By Classic Yorkshire correspondent, Tony Lofthouse.
Amid the great technological advances and global economic strife that symbolised the seventies came an array of sporty coupes to tempt young ‘petrolheads’ wanting to make a big impression.
Among them, Opel brought us the Manta at the start of the decade.
I remember my barber owned a mustard coloured 1972 Manta A and proudly breezed around town, complete with customised front lights. It got me thinking – what happened to this classic German coupe?
The two-door Manta A was largely based on the new Opel Ascona family car and came in a choice of 1.6 or 1.9 litre engines for UK buyers – with a 1.2 litre option available in the rest of Europe. The transmission available was either a four-speed manual or three-speed automatic.
And the name? Well it took this and its styling from the tropical world of giant Manta Rays and like its shimmering namesake it boasts slick lines, a shark-nosed front end and distinctive tail. The car’s twin tail lights are a particularly striking feature.
The ‘four-wheeled’ Manta was well built, nimble and competitively priced. Fine if you didn’t want six cylinders but Opel wanted to compete with Ford!
It’s launch was pitched against the larger engined Ford Capri and the Capri had a two-year head start – debuting in 1968.
Despite the competition, this first generation Manta and its model variations served Opel well, selling half a million cars in its first five years of production.
In 1975, a new generation of the car – the Manta B – was rolled out.
The new-look coupe was styled closely to the Vauxhall Cavalier and by 1978 came with a 2-litre option. Vauxhall even offered equivalent models such as the Cavalier MK 1 Sports Hatch and Cavalier Mk 1 Coupe alongside Opel.
Both Opel and Vauxhall would add three-door hatchback versions.
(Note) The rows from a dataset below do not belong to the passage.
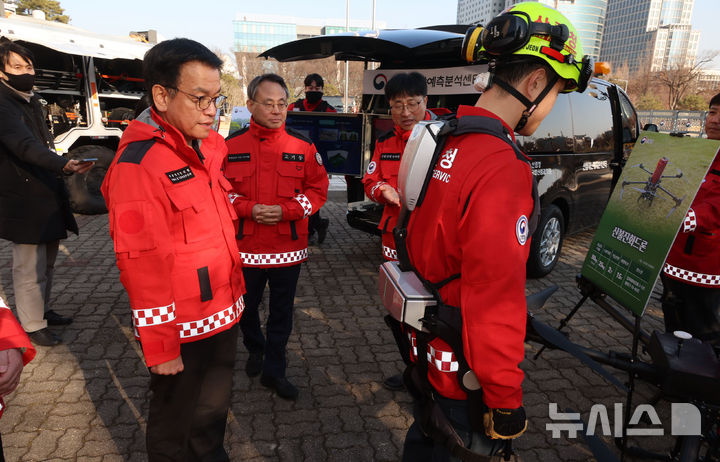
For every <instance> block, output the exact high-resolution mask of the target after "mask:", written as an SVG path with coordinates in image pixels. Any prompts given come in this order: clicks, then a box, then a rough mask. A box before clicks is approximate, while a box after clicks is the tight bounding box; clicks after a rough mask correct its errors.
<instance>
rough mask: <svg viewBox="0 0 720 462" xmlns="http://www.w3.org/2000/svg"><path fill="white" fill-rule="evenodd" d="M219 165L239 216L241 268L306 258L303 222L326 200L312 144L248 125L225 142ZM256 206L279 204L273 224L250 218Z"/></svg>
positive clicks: (268, 130) (275, 130) (325, 186)
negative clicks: (256, 222)
mask: <svg viewBox="0 0 720 462" xmlns="http://www.w3.org/2000/svg"><path fill="white" fill-rule="evenodd" d="M227 147H228V155H227V157H226V158H225V161H224V163H223V170H224V172H225V176H226V177H227V178H228V179H229V180H230V183H231V184H232V189H233V193H234V194H232V195H231V197H230V200H231V202H232V204H233V206H234V207H235V211H236V212H237V215H238V217H239V218H240V227H239V230H238V233H237V237H238V241H237V244H238V247H239V249H240V254H241V256H242V260H243V264H244V265H245V266H254V267H262V268H266V267H281V266H290V265H296V264H298V263H300V262H302V261H304V260H305V259H307V255H308V250H307V242H308V240H307V235H308V227H307V218H308V217H309V216H310V215H312V214H313V213H314V212H315V211H317V210H320V207H322V206H323V204H324V203H325V200H326V199H327V190H328V184H329V182H328V176H327V172H325V167H323V165H322V158H321V157H320V154H318V152H317V149H315V146H314V145H313V143H312V141H310V140H309V139H307V138H305V136H303V135H302V134H300V133H299V132H297V131H295V130H292V129H290V128H286V127H285V126H284V125H283V126H282V127H280V128H277V129H271V128H265V127H261V126H260V125H258V124H256V123H255V121H254V120H251V122H250V126H249V127H248V128H246V129H244V130H239V131H237V132H235V133H234V134H233V135H232V136H230V137H229V138H228V139H227ZM256 204H264V205H280V206H281V207H282V221H280V222H279V223H278V224H276V225H273V226H268V225H261V224H259V223H256V222H255V221H253V219H252V209H253V207H254V206H255V205H256Z"/></svg>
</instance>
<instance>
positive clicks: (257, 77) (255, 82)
mask: <svg viewBox="0 0 720 462" xmlns="http://www.w3.org/2000/svg"><path fill="white" fill-rule="evenodd" d="M266 81H267V82H273V83H276V84H278V85H280V86H281V87H282V89H283V90H285V99H287V98H289V97H290V92H289V91H288V89H287V85H286V84H285V80H283V78H282V77H280V76H279V75H277V74H262V75H258V76H257V77H255V78H254V79H252V80H251V81H250V83H249V84H248V98H249V99H251V100H253V101H255V95H256V94H257V87H259V86H260V84H261V83H263V82H266Z"/></svg>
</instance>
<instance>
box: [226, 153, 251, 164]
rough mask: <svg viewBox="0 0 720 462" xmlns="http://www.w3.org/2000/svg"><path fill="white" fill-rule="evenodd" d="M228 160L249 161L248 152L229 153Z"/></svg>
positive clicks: (228, 155)
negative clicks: (236, 153)
mask: <svg viewBox="0 0 720 462" xmlns="http://www.w3.org/2000/svg"><path fill="white" fill-rule="evenodd" d="M228 162H250V153H249V152H243V153H241V154H229V155H228Z"/></svg>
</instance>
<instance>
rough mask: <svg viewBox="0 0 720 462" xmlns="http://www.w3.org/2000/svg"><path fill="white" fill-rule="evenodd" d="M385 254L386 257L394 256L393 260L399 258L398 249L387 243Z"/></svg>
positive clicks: (384, 253) (390, 257)
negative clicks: (388, 244)
mask: <svg viewBox="0 0 720 462" xmlns="http://www.w3.org/2000/svg"><path fill="white" fill-rule="evenodd" d="M383 255H384V256H385V258H392V259H393V260H397V250H395V249H391V248H390V247H388V246H386V245H384V246H383Z"/></svg>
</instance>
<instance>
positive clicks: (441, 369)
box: [428, 345, 460, 372]
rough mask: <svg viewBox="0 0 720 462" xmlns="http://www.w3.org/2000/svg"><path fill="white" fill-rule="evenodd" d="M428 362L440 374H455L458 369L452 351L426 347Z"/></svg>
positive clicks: (457, 367)
mask: <svg viewBox="0 0 720 462" xmlns="http://www.w3.org/2000/svg"><path fill="white" fill-rule="evenodd" d="M428 362H429V363H430V364H432V365H433V366H435V368H436V369H437V370H439V371H440V372H457V371H458V369H460V363H458V362H457V361H456V360H455V354H454V353H453V352H452V351H441V350H436V349H435V348H433V347H432V346H431V345H428Z"/></svg>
Opel continued to launch engine upgrades to the Manta B to maximise sales, including offering GT/E and GTi versions, in an effort to compete with Japanese ‘incomers’ into the hatchback/sports market including Honda and Toyota.
By the end of 1988, the Manta had reached the end of the line but not before notching up production of over 550,000 cars.
In the 80s, Opel successfully moved into the rally scene in the form of the Manta 400 fitted with a 2.4 litre Cosworth engine and German tuner, Irmscher designing the models exterior and interior. Tony Fall debuted the 400 in the UK in 1981 and the likes of Jimmy McRae and Russell Brookes went on to win top titles with Mantas.
Today, a good condition Manta A or B is difficult to find with only a handful still on the road but they continue to have a strong following from discerning buyers. Prices for a restored Manta A start at around £12,000 whilst a sought after later GT/E will start at double this figure.
It’s fair to say the Manta has left its mark and three decades on a return is on the cards with strong industry rumours that an an all electric SUV version could be hitting showrooms very soon. It’s all part of Vauxhall’s vision of becoming a fully electric maker by 2028.